Member of the National Mediation Board
- In office November 9, 2017 – April 2, 2024
- President: Donald Trump Joe Biden
- Preceded by: Harry R. Hoglander
- Succeeded by: Loren Sweatt

Chairman of the National Mediation Board
- In office July 1, 2021 – June 30, 2022
- President: Joe Biden
- Preceded by: Kyle Fortson
- Succeeded by: Linda Puchala
- In office November 9, 2017 – June 30, 2018
- President: Donald Trump
- Preceded by: Harry R. Hoglander
- Succeeded by: Kyle Fortson

Personal details
- Political party: Republican
- Relations: Richard Burr (brother-in-law)
- Education: Hampden–Sydney College (BA)

= Gerald Fauth =

American consultant and government official

Gerald Fauth is an American businessperson who served on the National Mediation Board (NMB). Fauth was first appointed to the NMB by President Donald Trump in 2017 and served as its Chairman from November 2017 to June 2018 and again from July 2021 to June 2022. Prior to joining the NMB, he was the president of G.W. Fauth & Associates Inc., a transportation economic consulting firm.

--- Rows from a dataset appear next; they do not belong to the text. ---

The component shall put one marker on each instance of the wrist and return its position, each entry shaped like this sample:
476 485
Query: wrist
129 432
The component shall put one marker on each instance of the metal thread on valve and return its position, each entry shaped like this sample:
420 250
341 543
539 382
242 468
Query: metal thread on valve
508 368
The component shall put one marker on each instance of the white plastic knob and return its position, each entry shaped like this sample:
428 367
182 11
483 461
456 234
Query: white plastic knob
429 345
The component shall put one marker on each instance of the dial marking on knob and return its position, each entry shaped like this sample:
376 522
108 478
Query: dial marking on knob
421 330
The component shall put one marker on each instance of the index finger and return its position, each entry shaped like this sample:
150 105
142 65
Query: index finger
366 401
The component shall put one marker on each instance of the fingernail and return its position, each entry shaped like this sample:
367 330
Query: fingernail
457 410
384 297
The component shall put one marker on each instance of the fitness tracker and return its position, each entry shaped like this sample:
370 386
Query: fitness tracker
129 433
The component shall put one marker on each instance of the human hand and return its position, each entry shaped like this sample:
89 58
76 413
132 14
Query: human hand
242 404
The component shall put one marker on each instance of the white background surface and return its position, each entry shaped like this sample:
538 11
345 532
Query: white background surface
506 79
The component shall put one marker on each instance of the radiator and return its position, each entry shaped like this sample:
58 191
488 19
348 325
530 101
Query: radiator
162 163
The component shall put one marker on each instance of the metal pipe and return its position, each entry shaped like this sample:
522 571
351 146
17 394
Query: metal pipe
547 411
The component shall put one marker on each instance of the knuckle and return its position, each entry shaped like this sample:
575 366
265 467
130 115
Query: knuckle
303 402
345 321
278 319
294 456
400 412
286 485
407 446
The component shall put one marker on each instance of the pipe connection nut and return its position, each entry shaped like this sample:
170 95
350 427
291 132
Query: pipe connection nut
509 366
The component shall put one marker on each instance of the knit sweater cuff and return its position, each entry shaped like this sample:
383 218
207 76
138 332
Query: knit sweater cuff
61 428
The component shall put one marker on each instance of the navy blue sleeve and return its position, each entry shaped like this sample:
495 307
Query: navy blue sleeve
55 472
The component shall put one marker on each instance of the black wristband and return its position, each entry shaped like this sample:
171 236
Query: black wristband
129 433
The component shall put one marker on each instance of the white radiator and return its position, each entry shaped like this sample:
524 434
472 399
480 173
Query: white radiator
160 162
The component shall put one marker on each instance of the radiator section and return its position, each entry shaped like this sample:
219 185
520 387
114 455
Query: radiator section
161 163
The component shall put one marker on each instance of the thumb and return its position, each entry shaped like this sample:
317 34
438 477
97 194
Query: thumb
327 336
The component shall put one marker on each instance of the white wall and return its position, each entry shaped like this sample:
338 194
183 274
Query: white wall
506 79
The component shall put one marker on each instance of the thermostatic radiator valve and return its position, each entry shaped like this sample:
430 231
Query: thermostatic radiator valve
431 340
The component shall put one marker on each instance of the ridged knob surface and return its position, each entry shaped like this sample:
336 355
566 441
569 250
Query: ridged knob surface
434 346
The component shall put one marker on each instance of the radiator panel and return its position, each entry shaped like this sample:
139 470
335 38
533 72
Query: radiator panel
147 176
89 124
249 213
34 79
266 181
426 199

Fauth has been criticized over his decision to dump stocks in February 2020, one week prior to the coronavirus market crash. Fauth dumped the stocks immediately after receiving a phone call from his brother-in-law, Senator Richard Burr, who was privy to material nonpublic information about the impact of COVID-19.

==Education==
Fauth attended St. Stephen's School for Boys in Alexandria, Virginia, until 1974. In 1978 he earned a Bachelor of Arts in history in government from Hampden-Sydney College.

==Career==
After graduating from Hampden-Sydney College, Fauth joined G.W. Fauth & Associates (GWF), which was founded by his father in 1957, in a full-time capacity. He worked at the company until November 1, 1999, when he accepted a position with the U.S. Surface Transportation Board (STB). At STB, Fauth was chief of staff for Vice Chairman Wayne O. Burkes. When Burkes ran for a political office, Fauth returned to GWF in June 2003. During his time at the Surface Transportation Board, several rail companies merged, and Fauth was responsible for the resolution of ensuing labor disputes and the harmonizing of bargaining agreements.

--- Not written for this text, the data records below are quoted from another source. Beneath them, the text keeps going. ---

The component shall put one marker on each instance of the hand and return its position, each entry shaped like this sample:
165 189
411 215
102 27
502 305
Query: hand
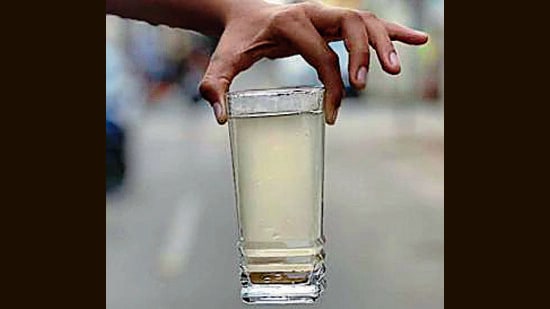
255 29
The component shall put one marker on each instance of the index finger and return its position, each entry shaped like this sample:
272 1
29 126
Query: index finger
303 36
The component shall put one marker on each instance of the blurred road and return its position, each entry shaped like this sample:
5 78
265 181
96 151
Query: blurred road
171 231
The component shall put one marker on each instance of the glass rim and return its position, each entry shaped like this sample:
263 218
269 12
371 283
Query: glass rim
263 92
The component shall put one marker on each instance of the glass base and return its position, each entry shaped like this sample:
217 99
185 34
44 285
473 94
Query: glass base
292 293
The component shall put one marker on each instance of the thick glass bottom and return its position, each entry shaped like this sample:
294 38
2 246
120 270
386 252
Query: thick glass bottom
283 287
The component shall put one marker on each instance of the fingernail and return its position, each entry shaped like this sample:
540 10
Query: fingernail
362 74
420 32
393 59
218 112
334 115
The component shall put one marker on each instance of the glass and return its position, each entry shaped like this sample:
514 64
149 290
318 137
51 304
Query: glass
277 149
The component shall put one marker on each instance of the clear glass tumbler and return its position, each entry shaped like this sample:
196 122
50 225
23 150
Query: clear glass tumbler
277 149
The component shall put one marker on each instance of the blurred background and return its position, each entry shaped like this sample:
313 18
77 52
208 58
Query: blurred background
170 213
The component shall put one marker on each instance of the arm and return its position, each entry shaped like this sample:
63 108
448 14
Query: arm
254 29
204 16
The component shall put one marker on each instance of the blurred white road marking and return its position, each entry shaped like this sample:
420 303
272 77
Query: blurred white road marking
181 236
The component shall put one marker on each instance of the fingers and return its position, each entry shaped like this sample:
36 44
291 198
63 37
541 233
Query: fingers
380 41
303 36
404 34
356 41
223 67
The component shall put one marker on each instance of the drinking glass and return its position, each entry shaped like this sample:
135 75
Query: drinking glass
277 150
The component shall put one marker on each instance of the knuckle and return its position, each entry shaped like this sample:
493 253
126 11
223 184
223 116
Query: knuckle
351 16
309 6
331 58
369 15
281 20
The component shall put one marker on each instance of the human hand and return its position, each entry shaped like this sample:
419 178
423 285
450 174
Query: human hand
256 29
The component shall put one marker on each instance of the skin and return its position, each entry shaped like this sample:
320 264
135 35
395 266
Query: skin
250 30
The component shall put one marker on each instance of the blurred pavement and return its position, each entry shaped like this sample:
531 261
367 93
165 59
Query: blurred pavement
171 231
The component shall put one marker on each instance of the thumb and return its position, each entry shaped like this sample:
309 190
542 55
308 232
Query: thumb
215 84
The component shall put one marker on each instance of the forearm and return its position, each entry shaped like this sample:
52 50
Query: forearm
205 16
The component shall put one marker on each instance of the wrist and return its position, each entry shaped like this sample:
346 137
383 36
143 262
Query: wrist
237 9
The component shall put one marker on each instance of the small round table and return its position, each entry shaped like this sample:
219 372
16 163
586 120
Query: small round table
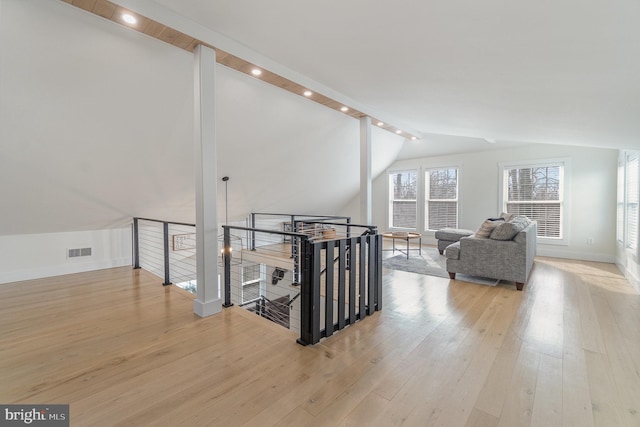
407 237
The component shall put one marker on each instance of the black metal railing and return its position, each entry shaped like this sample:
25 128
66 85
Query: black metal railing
333 281
165 248
340 277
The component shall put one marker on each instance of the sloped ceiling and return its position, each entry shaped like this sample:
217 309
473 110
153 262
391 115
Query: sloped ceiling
558 72
96 126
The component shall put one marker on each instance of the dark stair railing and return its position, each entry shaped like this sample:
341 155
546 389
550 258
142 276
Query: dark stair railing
363 296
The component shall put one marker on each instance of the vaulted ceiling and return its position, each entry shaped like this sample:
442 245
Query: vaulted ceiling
560 72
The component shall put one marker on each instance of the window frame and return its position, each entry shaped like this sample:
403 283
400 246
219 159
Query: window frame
391 199
563 193
631 243
426 175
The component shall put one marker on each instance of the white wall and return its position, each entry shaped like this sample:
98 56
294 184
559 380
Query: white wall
33 256
96 127
592 199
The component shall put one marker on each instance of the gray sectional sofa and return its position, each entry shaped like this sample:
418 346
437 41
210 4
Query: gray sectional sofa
494 256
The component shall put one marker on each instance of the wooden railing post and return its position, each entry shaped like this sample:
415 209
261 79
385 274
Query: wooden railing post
136 245
226 255
167 274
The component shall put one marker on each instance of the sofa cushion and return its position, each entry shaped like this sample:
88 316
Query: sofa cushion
452 234
506 231
521 219
507 216
453 251
487 227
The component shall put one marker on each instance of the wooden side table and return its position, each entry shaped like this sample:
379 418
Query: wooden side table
406 237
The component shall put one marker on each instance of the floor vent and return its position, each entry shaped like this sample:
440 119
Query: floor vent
73 253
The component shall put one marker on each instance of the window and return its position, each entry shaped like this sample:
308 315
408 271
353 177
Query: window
403 189
632 198
537 191
620 203
441 198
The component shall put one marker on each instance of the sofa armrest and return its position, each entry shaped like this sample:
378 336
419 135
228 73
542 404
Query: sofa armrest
483 248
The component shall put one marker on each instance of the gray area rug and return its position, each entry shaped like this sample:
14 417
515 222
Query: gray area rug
430 263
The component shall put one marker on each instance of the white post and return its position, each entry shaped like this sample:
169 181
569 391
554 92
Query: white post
208 299
365 170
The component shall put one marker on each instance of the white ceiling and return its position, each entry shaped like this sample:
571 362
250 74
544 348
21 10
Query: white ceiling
559 72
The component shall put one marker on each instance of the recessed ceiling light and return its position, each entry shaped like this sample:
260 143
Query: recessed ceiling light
129 18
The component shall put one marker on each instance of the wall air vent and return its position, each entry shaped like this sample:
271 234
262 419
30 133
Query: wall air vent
73 253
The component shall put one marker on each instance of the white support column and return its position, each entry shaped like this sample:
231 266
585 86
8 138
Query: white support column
208 299
365 170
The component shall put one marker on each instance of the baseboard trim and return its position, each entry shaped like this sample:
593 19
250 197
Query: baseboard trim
553 252
632 278
60 270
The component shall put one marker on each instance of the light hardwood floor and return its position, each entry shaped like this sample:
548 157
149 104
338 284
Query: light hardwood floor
123 350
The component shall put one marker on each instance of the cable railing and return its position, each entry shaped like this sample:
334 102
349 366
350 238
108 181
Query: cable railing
333 282
167 249
320 276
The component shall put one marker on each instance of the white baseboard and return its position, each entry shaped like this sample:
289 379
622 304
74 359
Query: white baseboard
59 270
628 274
555 252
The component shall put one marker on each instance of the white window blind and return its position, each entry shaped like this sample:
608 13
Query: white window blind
632 198
441 198
536 192
403 189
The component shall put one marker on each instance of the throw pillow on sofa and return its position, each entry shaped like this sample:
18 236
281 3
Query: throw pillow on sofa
508 230
487 227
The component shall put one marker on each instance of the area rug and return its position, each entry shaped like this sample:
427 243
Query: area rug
431 263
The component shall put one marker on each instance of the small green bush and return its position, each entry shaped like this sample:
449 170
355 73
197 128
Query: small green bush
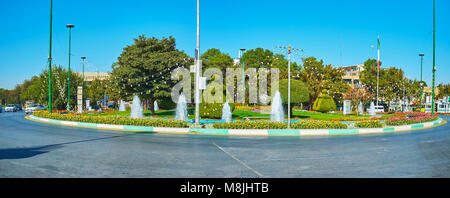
324 103
166 104
112 120
213 110
369 124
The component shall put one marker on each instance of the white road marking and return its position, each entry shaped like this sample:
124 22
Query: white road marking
241 162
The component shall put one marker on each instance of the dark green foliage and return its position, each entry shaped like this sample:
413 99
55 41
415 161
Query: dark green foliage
324 102
166 104
212 110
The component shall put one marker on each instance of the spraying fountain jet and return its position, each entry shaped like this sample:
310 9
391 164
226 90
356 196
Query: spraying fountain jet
372 109
136 108
226 112
155 105
122 106
181 112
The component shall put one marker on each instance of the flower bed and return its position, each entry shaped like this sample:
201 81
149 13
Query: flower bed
315 124
250 125
319 124
417 118
369 124
112 120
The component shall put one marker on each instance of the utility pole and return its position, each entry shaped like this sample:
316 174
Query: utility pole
50 63
243 78
421 82
70 26
82 59
434 54
197 69
289 51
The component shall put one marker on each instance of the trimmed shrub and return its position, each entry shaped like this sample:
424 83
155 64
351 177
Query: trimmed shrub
324 103
318 124
369 124
166 103
112 120
213 110
251 125
418 118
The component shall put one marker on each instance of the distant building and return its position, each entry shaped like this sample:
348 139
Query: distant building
90 76
429 91
352 75
236 61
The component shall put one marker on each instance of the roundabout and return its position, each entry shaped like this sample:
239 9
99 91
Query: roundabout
35 149
246 132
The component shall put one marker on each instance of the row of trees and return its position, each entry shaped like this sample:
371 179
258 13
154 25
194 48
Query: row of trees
144 67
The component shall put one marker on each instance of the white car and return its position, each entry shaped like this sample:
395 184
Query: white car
10 108
379 109
34 107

From 1999 to 2003, he worked at the Surface Transportation Board as chief of staff and senior advisor.

Fauth is a member of the Transportation Research Forum and the Association of Transportation Law Professionals.

In May 2020, ProPublica reported that Fauth had sold tens of thousands of dollars in stock prior to the 2020 stock market crash, on the same day that his brother-in-law Richard Burr also sold a large number of his shares. Burr, who chaired the Senate Intelligence Committee, is under federal investigation due to suspicions of insider trading. According to the Securities and Exchange Commission, Burr had a 50 second phone conversation with Fauth in February 2020 – immediately afterwards, Fauth called his broker.